Dr. Victorson: We are comparing our eight-week mindfulness intervention with a matched attention control program. We anticipate that the attention control program is also going to lead to positive health changes, but we hypothesize it will be different than the mindfulness program.

This is a blinded trial, and men and their partners won’t know what group they’ll be put into outside of the fact that it’s a health promotion intervention. This can be challenging for recruitment when you don’t know what you’re signing up for.

All the men will know is that we are testing two different health promotion and wellness interventions that have been shown to be good for men with prostate cancer. That’s about as far as we go.

Most people who sign up really like it, but they don’t even know that they’re signing up for a mindfulness intervention. We’re not trying to deceive anyone, but we need it to be blinded like this to increase the rigor of our results.

Why mindfulness? As we’re doing a better job of prostate cancer screening, we’re finding more indolent or lower grade prostate cancers. Many of these cancers don’t need to be surgically removed or radiated. Active surveillance is becoming a more possible management paradigm. We know that trend is only going to continue.

Many patients are happy with active surveillance. But there are others who, because of how they grew up or because of what cancer means to them, equate cancer with death. When they’re told they have a tumor, they just want it out.

We’re dealing a specific demographic. Older men might be used to the idea of just wanting to get the situation fixed. That’s how they may cope. We’re also dealing with a treatment culture in which active surveillance hasn’t totally caught on. There are still quite a few urologists who recommend what they were trained to recommend: surgery or radiation even for a very low-grade tumor.

There is a certain type of man who will leave active surveillance after one to three years for definitive therapy even when it may not be medically warranted. This shift may be more connected to them wanting peace of mind and just wanting the cancer out.

I always try to say to patients, “If that’s what it’s going to take for you to get peace of mind, more power to you. You know better than me. I don’t have prostate cancer.” But at the same time, as a health psychologist involved in behavioral medicine, I know that there are other ways to help men manage their anxiety than through surgery.

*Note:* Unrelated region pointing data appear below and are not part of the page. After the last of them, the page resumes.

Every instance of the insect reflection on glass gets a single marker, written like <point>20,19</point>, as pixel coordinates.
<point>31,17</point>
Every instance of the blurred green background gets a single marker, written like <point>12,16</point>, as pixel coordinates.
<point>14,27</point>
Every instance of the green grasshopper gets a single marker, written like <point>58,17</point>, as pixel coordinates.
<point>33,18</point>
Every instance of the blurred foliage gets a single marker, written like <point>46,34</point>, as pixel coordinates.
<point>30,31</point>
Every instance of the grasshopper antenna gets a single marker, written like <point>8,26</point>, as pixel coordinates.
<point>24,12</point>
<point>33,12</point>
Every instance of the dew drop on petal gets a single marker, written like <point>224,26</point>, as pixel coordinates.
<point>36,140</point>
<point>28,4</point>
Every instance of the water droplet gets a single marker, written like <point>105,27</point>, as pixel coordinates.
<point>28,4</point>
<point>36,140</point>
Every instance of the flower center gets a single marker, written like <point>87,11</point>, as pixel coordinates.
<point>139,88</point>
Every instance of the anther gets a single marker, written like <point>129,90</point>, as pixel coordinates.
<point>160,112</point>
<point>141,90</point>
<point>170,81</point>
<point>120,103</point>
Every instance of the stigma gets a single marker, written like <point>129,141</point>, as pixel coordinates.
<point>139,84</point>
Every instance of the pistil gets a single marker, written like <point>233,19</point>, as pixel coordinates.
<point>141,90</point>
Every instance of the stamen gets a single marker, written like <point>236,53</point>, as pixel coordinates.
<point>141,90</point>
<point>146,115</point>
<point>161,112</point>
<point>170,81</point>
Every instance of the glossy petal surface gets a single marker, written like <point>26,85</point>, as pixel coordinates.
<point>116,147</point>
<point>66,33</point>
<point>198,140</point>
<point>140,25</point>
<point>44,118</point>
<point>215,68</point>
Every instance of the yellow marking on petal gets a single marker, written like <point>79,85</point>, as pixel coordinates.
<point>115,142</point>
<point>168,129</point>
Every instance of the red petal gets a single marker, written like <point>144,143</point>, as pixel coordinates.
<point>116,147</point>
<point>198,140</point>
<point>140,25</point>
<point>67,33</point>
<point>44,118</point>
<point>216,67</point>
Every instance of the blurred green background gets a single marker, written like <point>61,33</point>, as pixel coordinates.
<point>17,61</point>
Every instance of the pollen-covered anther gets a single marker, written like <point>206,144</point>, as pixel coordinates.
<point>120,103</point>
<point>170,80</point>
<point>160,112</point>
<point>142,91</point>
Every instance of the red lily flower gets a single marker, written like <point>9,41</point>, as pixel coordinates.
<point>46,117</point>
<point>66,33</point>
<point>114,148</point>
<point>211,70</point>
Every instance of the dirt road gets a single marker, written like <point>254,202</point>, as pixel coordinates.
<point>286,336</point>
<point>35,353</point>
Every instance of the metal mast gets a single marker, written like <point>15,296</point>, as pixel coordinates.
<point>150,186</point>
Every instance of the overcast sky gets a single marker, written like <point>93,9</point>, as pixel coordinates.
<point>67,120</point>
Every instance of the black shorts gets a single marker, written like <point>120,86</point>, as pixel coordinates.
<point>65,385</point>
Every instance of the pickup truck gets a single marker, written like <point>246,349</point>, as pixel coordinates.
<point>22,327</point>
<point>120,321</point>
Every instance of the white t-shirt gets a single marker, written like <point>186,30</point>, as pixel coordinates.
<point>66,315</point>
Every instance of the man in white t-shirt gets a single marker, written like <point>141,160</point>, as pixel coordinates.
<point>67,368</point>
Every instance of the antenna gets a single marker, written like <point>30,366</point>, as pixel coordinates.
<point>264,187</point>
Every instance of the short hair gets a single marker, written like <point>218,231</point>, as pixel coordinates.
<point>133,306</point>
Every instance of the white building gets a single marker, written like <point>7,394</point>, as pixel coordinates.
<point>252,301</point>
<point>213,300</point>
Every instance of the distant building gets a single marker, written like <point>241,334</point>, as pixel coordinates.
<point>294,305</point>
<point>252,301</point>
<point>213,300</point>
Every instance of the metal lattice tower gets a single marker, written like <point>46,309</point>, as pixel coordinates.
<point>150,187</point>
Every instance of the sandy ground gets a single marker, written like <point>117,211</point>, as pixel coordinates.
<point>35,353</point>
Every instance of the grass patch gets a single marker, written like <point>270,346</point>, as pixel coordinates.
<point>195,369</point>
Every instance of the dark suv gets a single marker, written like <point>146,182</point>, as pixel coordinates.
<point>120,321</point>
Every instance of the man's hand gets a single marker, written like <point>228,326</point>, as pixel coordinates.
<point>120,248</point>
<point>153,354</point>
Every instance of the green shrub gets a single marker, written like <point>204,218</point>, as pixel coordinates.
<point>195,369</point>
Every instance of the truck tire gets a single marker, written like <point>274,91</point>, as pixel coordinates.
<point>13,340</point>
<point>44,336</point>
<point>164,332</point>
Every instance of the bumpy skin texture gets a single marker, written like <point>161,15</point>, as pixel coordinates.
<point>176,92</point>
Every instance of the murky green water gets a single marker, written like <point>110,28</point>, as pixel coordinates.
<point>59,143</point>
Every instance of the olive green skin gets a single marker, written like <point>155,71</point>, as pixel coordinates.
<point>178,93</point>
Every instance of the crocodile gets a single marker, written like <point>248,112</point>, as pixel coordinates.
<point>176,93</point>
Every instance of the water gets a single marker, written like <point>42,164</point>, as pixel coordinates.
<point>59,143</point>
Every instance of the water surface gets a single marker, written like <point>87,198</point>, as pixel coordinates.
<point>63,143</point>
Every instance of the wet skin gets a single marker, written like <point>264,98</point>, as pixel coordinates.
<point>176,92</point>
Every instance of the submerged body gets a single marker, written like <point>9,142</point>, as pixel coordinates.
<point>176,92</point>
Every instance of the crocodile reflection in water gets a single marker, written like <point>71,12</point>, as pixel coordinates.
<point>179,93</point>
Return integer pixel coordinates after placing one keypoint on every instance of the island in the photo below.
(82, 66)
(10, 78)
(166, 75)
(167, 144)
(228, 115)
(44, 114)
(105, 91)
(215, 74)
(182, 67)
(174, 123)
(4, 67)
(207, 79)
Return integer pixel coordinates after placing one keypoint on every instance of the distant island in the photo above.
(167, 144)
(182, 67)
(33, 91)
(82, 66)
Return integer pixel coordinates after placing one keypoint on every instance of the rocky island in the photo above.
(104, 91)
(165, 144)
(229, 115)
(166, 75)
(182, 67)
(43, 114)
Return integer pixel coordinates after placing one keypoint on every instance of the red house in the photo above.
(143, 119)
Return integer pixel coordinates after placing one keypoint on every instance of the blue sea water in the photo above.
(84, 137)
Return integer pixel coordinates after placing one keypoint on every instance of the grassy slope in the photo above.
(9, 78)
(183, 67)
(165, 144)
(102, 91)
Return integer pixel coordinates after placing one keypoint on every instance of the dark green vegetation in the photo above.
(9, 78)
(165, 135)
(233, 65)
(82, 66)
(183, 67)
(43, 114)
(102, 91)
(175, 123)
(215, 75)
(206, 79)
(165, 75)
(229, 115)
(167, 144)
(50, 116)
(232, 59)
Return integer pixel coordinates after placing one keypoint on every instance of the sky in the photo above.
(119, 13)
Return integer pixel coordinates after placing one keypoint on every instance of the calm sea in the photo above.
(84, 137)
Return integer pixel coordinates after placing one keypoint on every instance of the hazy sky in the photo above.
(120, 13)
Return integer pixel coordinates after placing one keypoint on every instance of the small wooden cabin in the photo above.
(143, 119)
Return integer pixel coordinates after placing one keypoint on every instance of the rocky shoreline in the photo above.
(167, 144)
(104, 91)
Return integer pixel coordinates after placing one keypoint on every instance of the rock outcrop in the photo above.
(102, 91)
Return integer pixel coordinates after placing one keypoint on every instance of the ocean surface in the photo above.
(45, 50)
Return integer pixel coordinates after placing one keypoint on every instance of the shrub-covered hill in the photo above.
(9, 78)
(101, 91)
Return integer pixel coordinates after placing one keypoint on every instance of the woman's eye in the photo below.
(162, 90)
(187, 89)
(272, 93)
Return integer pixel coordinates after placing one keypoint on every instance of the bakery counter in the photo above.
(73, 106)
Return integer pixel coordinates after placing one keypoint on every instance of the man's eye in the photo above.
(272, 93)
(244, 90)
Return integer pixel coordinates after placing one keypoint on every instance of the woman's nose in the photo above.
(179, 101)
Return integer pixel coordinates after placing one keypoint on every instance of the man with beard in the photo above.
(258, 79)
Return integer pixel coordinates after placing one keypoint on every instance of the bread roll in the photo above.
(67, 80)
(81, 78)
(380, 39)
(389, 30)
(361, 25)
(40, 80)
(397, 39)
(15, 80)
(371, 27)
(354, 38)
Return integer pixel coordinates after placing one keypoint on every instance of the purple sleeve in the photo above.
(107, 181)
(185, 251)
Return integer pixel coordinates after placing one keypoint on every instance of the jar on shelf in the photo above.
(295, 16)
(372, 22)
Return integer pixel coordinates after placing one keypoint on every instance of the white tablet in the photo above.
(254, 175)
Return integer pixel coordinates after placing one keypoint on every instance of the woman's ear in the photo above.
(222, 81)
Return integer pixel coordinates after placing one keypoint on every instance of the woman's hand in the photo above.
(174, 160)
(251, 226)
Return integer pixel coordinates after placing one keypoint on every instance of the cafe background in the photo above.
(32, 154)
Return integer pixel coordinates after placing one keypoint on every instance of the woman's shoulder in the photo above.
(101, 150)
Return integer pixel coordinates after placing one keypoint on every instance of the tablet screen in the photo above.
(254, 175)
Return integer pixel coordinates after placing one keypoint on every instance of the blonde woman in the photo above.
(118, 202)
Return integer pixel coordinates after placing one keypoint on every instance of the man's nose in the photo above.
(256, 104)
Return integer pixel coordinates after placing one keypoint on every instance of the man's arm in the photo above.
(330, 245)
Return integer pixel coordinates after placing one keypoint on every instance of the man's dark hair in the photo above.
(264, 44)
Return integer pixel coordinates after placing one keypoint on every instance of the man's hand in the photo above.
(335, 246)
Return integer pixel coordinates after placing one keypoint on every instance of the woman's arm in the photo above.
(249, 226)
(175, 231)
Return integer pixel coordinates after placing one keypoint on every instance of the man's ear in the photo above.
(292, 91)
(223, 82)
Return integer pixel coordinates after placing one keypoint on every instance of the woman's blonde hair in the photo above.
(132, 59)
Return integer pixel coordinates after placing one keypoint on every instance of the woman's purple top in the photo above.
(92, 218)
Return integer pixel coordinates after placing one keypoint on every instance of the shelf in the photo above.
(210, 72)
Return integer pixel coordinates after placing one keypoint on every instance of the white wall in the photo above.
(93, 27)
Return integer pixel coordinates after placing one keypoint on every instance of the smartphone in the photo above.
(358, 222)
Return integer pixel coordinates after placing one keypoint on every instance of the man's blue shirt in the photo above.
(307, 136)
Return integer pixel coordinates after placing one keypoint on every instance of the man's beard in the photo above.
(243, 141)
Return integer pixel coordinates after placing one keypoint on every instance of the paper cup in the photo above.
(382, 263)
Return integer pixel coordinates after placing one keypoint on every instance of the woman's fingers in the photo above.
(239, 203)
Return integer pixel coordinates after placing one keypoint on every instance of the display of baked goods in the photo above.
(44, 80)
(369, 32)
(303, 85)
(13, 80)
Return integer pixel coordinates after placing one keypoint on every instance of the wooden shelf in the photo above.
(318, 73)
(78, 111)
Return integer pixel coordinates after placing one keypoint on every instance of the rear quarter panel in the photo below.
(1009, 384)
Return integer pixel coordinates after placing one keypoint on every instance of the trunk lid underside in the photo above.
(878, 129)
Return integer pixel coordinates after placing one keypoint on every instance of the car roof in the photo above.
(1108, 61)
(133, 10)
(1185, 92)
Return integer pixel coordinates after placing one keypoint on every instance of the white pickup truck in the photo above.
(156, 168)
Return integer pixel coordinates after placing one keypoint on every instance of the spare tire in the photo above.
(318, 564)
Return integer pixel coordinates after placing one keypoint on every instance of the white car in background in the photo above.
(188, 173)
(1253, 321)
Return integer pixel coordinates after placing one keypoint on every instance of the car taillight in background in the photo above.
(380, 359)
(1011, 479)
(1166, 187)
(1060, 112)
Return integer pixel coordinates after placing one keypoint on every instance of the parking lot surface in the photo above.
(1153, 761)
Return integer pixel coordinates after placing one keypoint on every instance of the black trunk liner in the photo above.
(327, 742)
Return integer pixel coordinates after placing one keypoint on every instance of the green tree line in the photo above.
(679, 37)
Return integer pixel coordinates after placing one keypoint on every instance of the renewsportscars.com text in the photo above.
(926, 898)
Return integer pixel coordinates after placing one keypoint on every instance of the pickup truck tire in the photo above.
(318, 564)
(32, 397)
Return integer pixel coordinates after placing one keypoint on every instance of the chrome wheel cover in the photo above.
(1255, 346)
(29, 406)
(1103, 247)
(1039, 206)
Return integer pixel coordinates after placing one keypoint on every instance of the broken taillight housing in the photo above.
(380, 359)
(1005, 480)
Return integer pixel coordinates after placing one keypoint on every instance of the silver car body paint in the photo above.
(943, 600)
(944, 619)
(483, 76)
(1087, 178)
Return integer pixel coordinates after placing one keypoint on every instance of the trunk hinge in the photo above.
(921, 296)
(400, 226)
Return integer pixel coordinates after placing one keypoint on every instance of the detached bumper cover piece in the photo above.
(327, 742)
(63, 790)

Therefore, we’re exploring which behavioral approaches can be delivered to keep men on active surveillance longer when it is medically warranted. If their physicians say that they can stay on active surveillance longer, we try to support that. You’re hoping that with mindfulness meditation you’ll be able to help men stay on active surveillance longer.

Could mindfulness ultimately be a routine part of active surveillance programs?

Dr. Victorson: Yes. That is the 30-year career goal. We’re not going to be able to answer that question from this five-year trial, though. One of the biggest indicators of peace-of-mind-related departure from active surveillance is uncertainty intolerance and fear of progression. Those two things can form a powerful cocktail that might drive a man to leave active surveillance prematurely. Some men are able to tolerate uncertainty and fear of progression more than others.

We know that mindfulness training can be very useful in helping someone learn to tolerate uncertainty to a greater extent. We can help build that muscle, if you will, in tolerating uncertainties and with sitting with the discomfort of not having your tumor taken out. We are looking at mindfulness training to help reduce fear of progression and increase tolerance to uncertainty. We think those are two important mechanisms toward this goal.

The psycho-educational health promotion group of men and their partners will learn how to integrate positive health behaviors into their lifestyles—things like eating more vegetables, getting more physical activity, and being more aware of their patterns and behaviors. The program doesn’t have anything to do with mindfulness, regulating emotion, or tolerating uncertainty.